Animal Machines
- The cover of the original 1964 edition
- Author: Ruth Harrison
- Language: English
- Subject: Factory farming, animal welfare
- Genre: Non-fiction
- Publisher: Vincent Stuart Ltd.
- Publication date: 1 Dec 1964
- ISBN: 9780722400357

= Animal Machines =

1964 non-fiction book on the animal welfare issues in intensive agriculture

Animal Machines is a 1964 non-fiction book on factory farming written by Ruth Harrison, an English animal welfare activist and author. The book described the harsh conditions in intensive livestock farming and brought the suffering of intensively farmed animals into the public eye, leading to the UK Government to create a committee led by Francis Brambell to investigate farm animal welfare.

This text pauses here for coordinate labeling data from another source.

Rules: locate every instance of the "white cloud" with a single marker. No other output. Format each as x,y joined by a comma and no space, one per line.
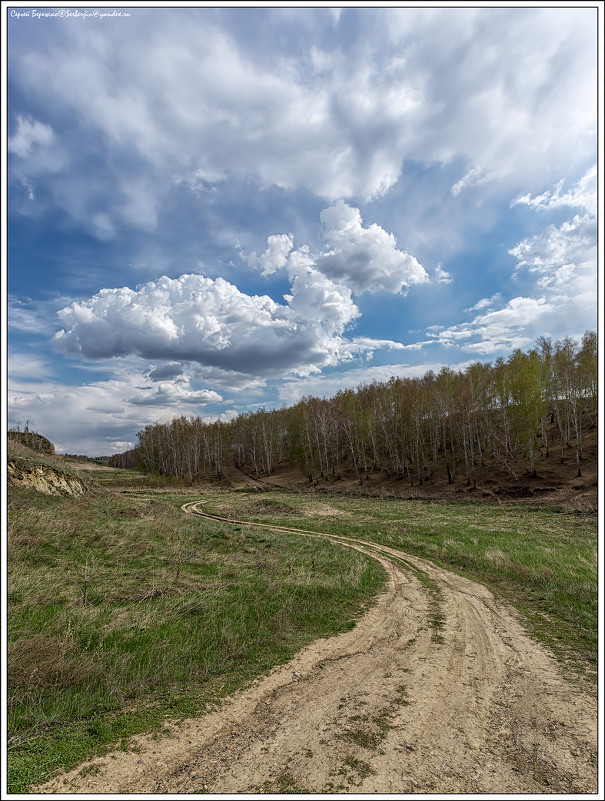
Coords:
101,417
290,392
30,135
178,97
442,276
364,259
557,248
276,255
582,194
485,303
199,319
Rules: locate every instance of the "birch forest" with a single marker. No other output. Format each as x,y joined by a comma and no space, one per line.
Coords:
508,412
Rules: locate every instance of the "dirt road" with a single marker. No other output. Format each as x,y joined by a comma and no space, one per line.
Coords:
436,690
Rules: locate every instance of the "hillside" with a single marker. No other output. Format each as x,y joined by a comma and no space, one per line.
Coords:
42,470
556,481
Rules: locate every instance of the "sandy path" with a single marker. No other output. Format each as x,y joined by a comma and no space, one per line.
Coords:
393,706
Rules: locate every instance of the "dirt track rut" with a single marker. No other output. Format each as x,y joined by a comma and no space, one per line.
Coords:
399,705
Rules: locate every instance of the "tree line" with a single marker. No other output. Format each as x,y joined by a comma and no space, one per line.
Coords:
508,411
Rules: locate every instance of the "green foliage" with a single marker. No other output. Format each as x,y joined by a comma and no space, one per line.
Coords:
407,426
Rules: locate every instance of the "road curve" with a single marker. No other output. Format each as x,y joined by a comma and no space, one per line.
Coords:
437,689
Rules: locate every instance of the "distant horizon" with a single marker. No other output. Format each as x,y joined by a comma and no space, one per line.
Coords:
215,209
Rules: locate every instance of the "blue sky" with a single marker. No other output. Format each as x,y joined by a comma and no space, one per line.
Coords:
216,209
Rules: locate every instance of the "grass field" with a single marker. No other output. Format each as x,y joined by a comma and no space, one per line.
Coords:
541,559
125,612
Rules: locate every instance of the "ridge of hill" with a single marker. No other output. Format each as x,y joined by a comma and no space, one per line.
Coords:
556,481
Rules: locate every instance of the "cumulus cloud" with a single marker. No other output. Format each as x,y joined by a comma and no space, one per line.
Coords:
364,259
442,276
171,394
29,135
210,322
583,194
560,250
103,416
290,392
182,96
276,255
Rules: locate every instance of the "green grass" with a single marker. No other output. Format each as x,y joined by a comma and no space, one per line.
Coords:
539,558
124,611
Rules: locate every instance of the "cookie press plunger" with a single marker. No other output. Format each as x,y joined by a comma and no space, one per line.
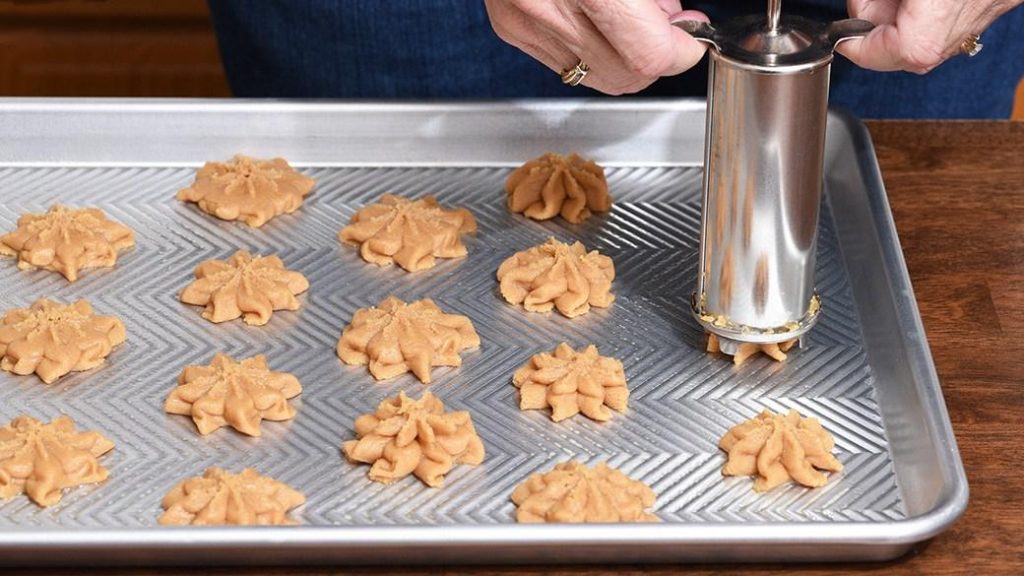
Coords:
764,150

The committee later published the Brambell Report, which in turn led to the development of the Five Freedoms model of animal welfare.

==Contents==
Animal Machines contains chapters on major and widespread welfare issues such as broiler hens, fast growing chicken breeds farmed for meat that are predisposed to health conditions such as heart attacks, dermatitis, and lameness; battery hens, where chickens are kept in cramped cages in order to maximise egg production, but at the cost of decreased welfare; and veal calves, young cows grown for meat that are kept in cramped conditions. The book also contained chapters on other common issues found in intensive agriculture. The book concludes by describing the primary arguments for and against factory farming, stating that the arguments against it are from a humanitarian and ethical perspective whilst the arguments in favour are purely economical.

==Reception==
When published in 1964, Animal Machines prompted public outcry against the conditions in factory farming which for many people were entirely unknown before Harrison revealed them. The public outcry was so great that the British government formed a committee chaired by Francis Brambell to investigate the welfare of farm animals. The report published by the committee, sometimes referred to as the 'Brambell report', summarised that animals should be able “to stand up, lie down, turn around, groom themselves and stretch their limbs.” This report later led to the development of the Five Freedoms, an important milestone in measuring and assessing animal welfare.